By Shelley Fuld Nasso
NCCS Chief Executive Officer
October 22, 2018. – A focus of the National Coalition for Cancer Survivorship (NCCS) since it was founded over thirty years ago continues to be empowering patients to make informed decisions, and this includes transparency about the cost of health care.
The Centers for Medicare & Medicaid Services (CMS) recently proposed that list prices be included in direct-to-consumer (DTC) television advertisements of drugs that are reimbursed by Medicare and Medicaid. While we understand that CMS is taking small and concrete steps to advance its drug pricing agenda, we do not believe that the DTC proposal will achieve transparency, advance the effort to make Americans more informed health care consumers, or reduce drug prices. In fact, there is some concern that the proposal could harm patients and further complicate their decisions about care.
Second, cancer patients face difficult decisions from the time of diagnosis and in some circumstances they must make decisions under time pressure. Incorporating list prices of drugs into their decision-making would be a challenge even if they were provided comprehensive pricing information that can be compared. The CMS proposal falls far short of that standard and may instead create confusion and concern among cancer patients.

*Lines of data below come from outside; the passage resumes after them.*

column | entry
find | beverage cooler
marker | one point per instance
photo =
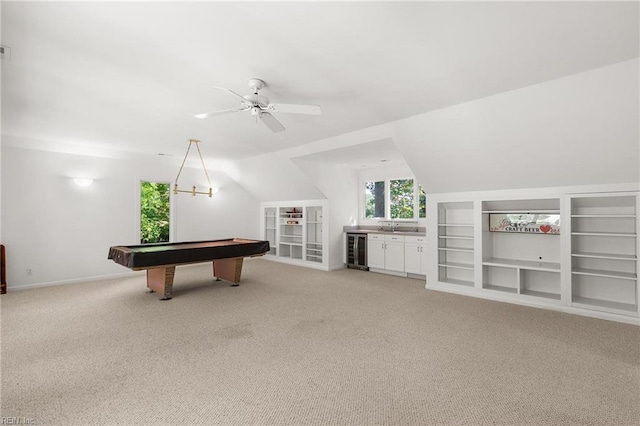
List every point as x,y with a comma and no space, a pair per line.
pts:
357,251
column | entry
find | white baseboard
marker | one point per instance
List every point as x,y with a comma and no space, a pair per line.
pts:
72,281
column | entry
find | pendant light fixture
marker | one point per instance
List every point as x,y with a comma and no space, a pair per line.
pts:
193,189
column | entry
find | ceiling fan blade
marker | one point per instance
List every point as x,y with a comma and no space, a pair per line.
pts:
234,94
271,122
296,109
221,112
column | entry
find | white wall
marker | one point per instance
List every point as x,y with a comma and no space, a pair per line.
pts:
339,185
63,233
577,130
273,177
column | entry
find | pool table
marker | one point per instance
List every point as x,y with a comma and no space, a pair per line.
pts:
160,259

For example, NCCS believes that there is a risk that cancer patients may experience something akin to “sticker shock” if they see the prices of cancer drugs listed in DTC ads. The reaction to this sticker shock could be to forgo or delay care because of price concerns, even though the price in the DTC ad is not the cost that the patient may bear.

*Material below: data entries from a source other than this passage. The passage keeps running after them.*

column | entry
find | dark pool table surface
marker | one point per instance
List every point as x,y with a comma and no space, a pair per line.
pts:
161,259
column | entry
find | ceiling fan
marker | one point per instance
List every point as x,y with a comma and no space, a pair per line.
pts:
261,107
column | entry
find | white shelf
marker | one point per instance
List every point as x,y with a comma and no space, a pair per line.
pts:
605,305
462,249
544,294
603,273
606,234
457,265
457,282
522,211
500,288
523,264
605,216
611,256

Although CMS suggests that it might consider a new budget-neutral payment code for doctors to speak with patients on the benefits of drugs and drug alternatives, we are not persuaded that this effort—even if it is pursued by CMS—would be sufficient to ensure informed decision-making by patients. NCCS and its colleagues in the cancer community strongly advocate the establishment of a cancer care planning service that would permit consideration of treatment options, the review of treatment side-effects and long-term treatment management, and the cost of care (including prices of treatments and relevant patient cost-sharing responsibilities). The care planning service we envision is comparable to the service that is provided to patients through the Oncology Care Model demonstration project and is a more comprehensive service than is mentioned in the current proposal.
Finally, the proposal to list prices in DTC ads is intended to reduce drug prices. We are not persuaded that the listing of prices in DTC ads will in fact reduce the price of drugs at time of market introduction or the possibility of price increases after market entry. This proposal will affect only a portion of drugs—those that are advertised in television DTC ads—and will not even clearly affect prices for those drugs and is even less likely to affect those drugs not advertised in this manner. Because the proposal may fail to achieve its fundamental goal and creates additional problems for patients, we cannot lend our support to it.

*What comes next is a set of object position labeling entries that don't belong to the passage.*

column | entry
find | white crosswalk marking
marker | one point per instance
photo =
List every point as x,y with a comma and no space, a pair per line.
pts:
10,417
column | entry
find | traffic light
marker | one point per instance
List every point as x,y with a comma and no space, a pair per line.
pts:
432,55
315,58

We are also concerned that the DTC ad proposal will deflect attention from efforts that might be more effective in protecting patient access to affordable medications and in empowering patients to choose treatments on the basis of effectiveness, impact on quality of life, and cost to them and the health care system. Comprehensive, out-of-pocket cost information that patients can use to compare treatments and costs would be a much more significant step forward to achieving actual transparency than the current CMS proposal.